Quantifying and Characterizing Clones of Self-Admitted Technical Debt in Build Systems
Tao Xiao, Zhili Zeng, Dong Wang, Hideaki Hata, Shane McIntosh, Kenichi Matsumoto
TL;DR
This paper investigates the propagation of Self-Admitted Technical Debt (SATD) through build systems by examining 50,608 SATD comments across Autotools, CMake, Maven, and Ant. It combines keyword-based SATD extraction, sentence-embedding similarity, and DBSCAN clustering to identify SATD clones, followed by human validation, and then analyzes authorship and the surrounding statements. The study reveals a high prevalence of SATD clones (62–95%), widespread similarity of surrounding statements (most >0.8), and a notable share of clones introduced by the original SATD authors, alongside a taxonomy of clone locations, reasons, and purposes.

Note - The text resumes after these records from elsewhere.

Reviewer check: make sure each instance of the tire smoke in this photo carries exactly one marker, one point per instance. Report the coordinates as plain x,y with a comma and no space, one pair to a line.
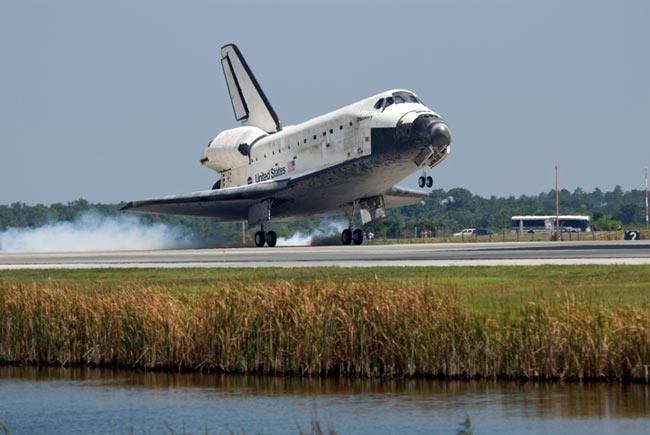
93,232
327,233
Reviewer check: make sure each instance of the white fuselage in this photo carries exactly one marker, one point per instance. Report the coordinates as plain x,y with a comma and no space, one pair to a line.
330,139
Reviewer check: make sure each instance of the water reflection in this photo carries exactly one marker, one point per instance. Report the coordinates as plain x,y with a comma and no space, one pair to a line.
146,400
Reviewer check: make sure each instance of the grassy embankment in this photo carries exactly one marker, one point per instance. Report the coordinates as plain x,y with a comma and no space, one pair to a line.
509,236
549,322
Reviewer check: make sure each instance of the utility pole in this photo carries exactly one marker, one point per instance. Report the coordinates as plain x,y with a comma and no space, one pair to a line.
646,198
557,207
243,233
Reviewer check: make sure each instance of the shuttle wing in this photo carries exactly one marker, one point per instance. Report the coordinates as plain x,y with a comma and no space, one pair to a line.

The findings highlight the risk of debt propagation in build processes and lay groundwork for automated SATD repayment and awareness in software engineering practice.
Abstract
Self-Admitted Technical Debt (SATD) annotates development decisions that intentionally exchange long-term software artifact quality for short-term goals. Recent work explores the existence of SATD clones (duplicate or near duplicate SATD comments) in source code. Cloning of SATD in build systems (e.g., CMake and Maven) may propagate suboptimal design choices, threatening qualities of the build system that stakeholders rely upon (e.g., maintainability, reliability, repeatability). Hence, we conduct a large-scale study on 50,608 SATD comments extracted from Autotools, CMake, Maven, and Ant build systems to investigate the prevalence of SATD clones and to characterize their incidences. We observe that: (i) prior work suggests that 41-65% of SATD comments in source code are clones, but in our studied build system context, the rates range from 62% to 95%, suggesting that SATD clones are a more prevalent phenomenon in build systems than in source code; (ii) statements surrounding SATD clones are highly similar, with 76% of occurrences having similarity scores greater than 0.8; (iii) a quarter of SATD clones are introduced by the author of the original SATD statements; and (iv) among the most commonly cloned SATD comments, external factors (e.g., platform and tool configuration) are the most frequent locations, limitations in tools and libraries are the most frequent causes, and developers often copy SATD comments that describe issues to be fixed later. Our work presents the first step toward systematically understanding SATD clones in build systems and opens up avenues for future work, such as distinguishing different SATD clone behavior, as well as designing an automated recommendation system for repaying SATD effectively based on resolved clones.